Context-Free Grammar (CFG)
In the introduction to automata theory, we saw that finite automata recognize
exactly the regular languages. However, many important languages - including the syntax of most programming
languages - have recursive, nested structure that regular languages cannot capture.
Context-free grammars provide a more powerful formalism for describing such languages.
Definition: Context-Free Grammar (CFG)
A context-free grammar is a 4-tuple \((V, \Sigma, R, S)\) where
- \(V\) is a finite set called the variables,
- \(\Sigma\) is a finite set disjoint from \(V\), called the terminals,
- \(R\) is a finite set of production rules, each of the form \(A \to w\) where \(A \in V\) and \(w \in (V \cup \Sigma)^*\),
- \(S \in V\) is the start variable.
Definition: Derivation and Generated Language
Let \(G = (V, \Sigma, R, S)\) be a context-free grammar. For strings \(\alpha, \beta \in (V \cup \Sigma)^*\),
we say \(\alpha\) yields \(\beta\) in one step, written \(\alpha \Rightarrow \beta\),
if there exist \(u, v \in (V \cup \Sigma)^*\) and a rule \(A \to w \in R\) such that
\[
\alpha = uAv \quad \text{and} \quad \beta = uwv.
\]
We write \(\alpha \Rightarrow^* \beta\) if either \(\alpha = \beta\) or there exists a finite sequence
\[
\alpha = \alpha_0 \Rightarrow \alpha_1 \Rightarrow \cdots \Rightarrow \alpha_k = \beta \quad (k \geq 1),
\]
called a derivation of \(\beta\) from \(\alpha\). The language generated by \(G\) is
\[
L(G) = \{ w \in \Sigma^* \mid S \Rightarrow^* w \}.
\]
A language \(L \subseteq \Sigma^*\) is context-free if \(L = L(G)\) for some context-free grammar \(G\).
Example:
\[
\begin{align*}
&X \to 00X1 \, | \, Y01 \\\\
&Y \to $
\end{align*}
\]
In this grammar, \(V = \{X, Y\}, \, \Sigma = \{0, 1, $\}, \, S = X\), and \(R\) is the collection of above rules.

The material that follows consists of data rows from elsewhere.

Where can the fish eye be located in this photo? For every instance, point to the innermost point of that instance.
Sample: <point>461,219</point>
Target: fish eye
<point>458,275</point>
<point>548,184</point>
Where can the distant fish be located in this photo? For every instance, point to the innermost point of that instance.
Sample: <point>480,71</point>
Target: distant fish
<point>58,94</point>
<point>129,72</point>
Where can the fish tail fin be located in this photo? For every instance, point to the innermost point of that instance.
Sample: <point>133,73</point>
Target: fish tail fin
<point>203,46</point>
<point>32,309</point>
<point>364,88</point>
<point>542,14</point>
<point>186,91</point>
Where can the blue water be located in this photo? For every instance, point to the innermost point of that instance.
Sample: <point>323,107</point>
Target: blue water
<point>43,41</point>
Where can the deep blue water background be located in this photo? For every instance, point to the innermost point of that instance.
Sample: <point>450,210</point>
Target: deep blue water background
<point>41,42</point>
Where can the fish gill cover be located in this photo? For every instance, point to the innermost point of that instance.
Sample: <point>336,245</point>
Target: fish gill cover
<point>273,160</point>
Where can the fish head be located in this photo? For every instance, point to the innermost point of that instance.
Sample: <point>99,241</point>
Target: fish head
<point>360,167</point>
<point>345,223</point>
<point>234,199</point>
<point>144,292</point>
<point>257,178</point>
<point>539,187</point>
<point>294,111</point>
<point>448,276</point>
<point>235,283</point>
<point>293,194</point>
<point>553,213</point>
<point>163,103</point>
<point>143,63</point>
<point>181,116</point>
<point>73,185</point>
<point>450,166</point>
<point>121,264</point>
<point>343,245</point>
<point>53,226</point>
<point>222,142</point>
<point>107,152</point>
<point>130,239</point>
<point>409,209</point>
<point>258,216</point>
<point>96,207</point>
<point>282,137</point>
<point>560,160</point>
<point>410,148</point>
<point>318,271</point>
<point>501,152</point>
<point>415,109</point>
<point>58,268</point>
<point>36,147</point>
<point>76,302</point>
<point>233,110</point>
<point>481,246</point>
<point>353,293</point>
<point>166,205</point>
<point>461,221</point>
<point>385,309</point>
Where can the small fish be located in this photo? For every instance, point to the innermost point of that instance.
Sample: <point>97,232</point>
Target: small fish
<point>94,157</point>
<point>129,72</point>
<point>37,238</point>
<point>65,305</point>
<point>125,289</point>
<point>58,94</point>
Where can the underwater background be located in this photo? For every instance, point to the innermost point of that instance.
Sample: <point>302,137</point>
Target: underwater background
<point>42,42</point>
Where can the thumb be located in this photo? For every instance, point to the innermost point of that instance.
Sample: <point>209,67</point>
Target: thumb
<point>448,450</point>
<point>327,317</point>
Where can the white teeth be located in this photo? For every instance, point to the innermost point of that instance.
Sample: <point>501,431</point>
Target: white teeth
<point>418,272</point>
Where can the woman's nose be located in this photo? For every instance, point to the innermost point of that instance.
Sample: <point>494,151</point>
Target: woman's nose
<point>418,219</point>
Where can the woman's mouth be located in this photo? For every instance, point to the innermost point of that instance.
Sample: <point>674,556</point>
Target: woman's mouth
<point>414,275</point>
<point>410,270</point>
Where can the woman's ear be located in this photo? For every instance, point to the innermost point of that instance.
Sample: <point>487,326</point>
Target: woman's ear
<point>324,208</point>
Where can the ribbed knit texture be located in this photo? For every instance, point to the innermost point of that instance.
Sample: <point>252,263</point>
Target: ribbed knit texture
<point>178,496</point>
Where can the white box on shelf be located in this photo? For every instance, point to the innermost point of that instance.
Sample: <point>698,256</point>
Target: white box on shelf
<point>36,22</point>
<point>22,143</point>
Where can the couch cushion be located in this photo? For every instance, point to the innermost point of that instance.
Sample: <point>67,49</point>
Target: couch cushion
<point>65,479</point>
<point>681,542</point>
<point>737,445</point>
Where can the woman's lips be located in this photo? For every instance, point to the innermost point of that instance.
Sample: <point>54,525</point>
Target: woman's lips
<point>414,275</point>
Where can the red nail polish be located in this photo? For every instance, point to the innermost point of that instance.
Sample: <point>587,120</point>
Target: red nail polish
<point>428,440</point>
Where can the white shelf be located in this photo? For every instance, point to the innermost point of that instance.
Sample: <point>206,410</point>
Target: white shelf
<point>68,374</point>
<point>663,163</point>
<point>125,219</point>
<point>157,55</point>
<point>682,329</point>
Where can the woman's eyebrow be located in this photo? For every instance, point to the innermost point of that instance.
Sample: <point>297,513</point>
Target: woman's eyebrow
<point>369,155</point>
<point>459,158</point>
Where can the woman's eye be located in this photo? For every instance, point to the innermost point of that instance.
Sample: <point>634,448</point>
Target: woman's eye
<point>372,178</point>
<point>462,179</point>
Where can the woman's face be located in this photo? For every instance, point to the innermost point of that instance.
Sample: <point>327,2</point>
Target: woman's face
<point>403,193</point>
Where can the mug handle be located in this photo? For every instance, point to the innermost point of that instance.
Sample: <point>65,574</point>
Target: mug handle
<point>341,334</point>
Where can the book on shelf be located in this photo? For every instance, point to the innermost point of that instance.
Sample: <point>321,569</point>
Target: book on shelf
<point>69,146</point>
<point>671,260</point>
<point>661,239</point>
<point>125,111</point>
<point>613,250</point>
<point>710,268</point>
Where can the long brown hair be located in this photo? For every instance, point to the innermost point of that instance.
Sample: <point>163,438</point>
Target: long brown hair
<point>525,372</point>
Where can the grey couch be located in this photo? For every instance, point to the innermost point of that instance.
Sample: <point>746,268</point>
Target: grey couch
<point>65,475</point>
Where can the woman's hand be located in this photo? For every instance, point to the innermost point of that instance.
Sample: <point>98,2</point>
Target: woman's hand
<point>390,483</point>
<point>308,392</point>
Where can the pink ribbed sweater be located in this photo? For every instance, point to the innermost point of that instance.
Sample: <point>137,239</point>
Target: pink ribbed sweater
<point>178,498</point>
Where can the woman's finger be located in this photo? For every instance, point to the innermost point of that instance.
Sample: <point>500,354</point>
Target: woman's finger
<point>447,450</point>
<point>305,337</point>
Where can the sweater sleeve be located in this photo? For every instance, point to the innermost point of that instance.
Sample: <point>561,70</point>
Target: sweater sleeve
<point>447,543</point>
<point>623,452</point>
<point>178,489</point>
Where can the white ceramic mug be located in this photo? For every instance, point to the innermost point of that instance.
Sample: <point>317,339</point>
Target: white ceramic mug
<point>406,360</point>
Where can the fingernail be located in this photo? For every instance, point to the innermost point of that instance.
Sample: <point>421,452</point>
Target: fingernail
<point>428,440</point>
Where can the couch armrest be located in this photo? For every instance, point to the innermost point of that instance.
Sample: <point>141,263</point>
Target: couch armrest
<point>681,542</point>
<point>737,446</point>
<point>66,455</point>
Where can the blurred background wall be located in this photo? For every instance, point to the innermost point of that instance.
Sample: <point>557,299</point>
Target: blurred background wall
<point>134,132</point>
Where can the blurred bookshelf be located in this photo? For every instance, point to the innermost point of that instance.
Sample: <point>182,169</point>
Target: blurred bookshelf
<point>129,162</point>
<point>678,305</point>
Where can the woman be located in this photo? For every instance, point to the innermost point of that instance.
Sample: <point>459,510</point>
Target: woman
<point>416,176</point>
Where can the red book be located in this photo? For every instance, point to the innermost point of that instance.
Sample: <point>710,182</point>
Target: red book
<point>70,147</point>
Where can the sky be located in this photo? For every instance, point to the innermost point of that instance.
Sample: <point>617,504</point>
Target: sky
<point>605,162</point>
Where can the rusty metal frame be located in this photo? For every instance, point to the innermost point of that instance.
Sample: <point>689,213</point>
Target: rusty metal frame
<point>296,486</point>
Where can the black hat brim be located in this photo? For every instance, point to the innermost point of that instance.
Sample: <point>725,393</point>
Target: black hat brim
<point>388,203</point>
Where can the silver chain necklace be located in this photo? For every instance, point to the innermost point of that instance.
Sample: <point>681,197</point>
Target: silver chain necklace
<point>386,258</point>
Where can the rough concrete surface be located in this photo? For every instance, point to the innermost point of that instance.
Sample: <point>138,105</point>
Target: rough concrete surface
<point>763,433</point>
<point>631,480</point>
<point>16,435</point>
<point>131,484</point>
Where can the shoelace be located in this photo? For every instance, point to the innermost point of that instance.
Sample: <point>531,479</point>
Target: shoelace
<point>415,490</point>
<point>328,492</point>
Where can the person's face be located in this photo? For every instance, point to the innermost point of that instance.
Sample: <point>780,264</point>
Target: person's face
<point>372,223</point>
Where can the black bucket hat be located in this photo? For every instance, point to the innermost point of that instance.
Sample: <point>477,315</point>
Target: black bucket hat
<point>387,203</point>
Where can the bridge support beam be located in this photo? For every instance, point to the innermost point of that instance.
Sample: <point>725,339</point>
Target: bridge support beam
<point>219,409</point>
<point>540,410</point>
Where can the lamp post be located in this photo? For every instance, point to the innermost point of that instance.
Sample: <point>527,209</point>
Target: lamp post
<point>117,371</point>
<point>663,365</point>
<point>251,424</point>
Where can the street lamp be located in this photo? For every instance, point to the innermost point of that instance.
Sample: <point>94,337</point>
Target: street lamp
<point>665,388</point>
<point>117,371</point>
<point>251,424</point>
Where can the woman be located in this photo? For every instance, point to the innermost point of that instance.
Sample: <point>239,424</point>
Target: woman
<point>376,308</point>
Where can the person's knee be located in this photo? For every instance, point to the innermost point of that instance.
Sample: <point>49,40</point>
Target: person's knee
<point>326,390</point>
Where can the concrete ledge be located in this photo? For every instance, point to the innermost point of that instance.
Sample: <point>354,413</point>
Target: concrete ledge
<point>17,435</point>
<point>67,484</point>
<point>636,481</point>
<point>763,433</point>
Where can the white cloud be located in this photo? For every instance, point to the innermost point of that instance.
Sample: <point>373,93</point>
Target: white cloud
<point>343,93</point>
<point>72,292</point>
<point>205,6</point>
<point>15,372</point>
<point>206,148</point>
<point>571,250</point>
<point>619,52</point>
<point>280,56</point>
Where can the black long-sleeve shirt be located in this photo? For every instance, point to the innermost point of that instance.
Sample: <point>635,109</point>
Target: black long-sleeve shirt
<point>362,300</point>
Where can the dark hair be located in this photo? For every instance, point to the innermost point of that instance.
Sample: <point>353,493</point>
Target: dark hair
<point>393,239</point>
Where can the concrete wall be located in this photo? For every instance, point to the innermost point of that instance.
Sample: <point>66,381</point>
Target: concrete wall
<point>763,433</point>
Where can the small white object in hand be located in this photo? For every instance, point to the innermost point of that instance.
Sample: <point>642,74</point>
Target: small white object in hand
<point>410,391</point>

For example, this grammar generates the string \(0000$0111\). The derivation of the string in this grammar is
\[
X \Rightarrow 00X1 \Rightarrow 0000X11 \Rightarrow 0000Y0111 \Rightarrow 0000$0111.
\]
Note: \( X \to 00X1 \, | \, Y01\) means \( X \to 00X1\) OR \(X \to Y01\).
Context-free grammars are strictly more powerful than regular expressions:
every regular language is context-free, but not vice versa. The key advantage is that CFGs can describe recursive
and nested structures.
Consider the language
\[
L_1 = \{0^n 1^n \mid n \geq 0\}.
\]
This language is not regular - no finite automaton can recognize it, because a finite
automaton cannot "count" an unbounded number of 0s and then match them with the same number of 1s.
To prove this rigorously, we use the Pumping Lemma.
Pumping Lemma
The Pumping Lemma is the standard tool for proving that a language is not regular.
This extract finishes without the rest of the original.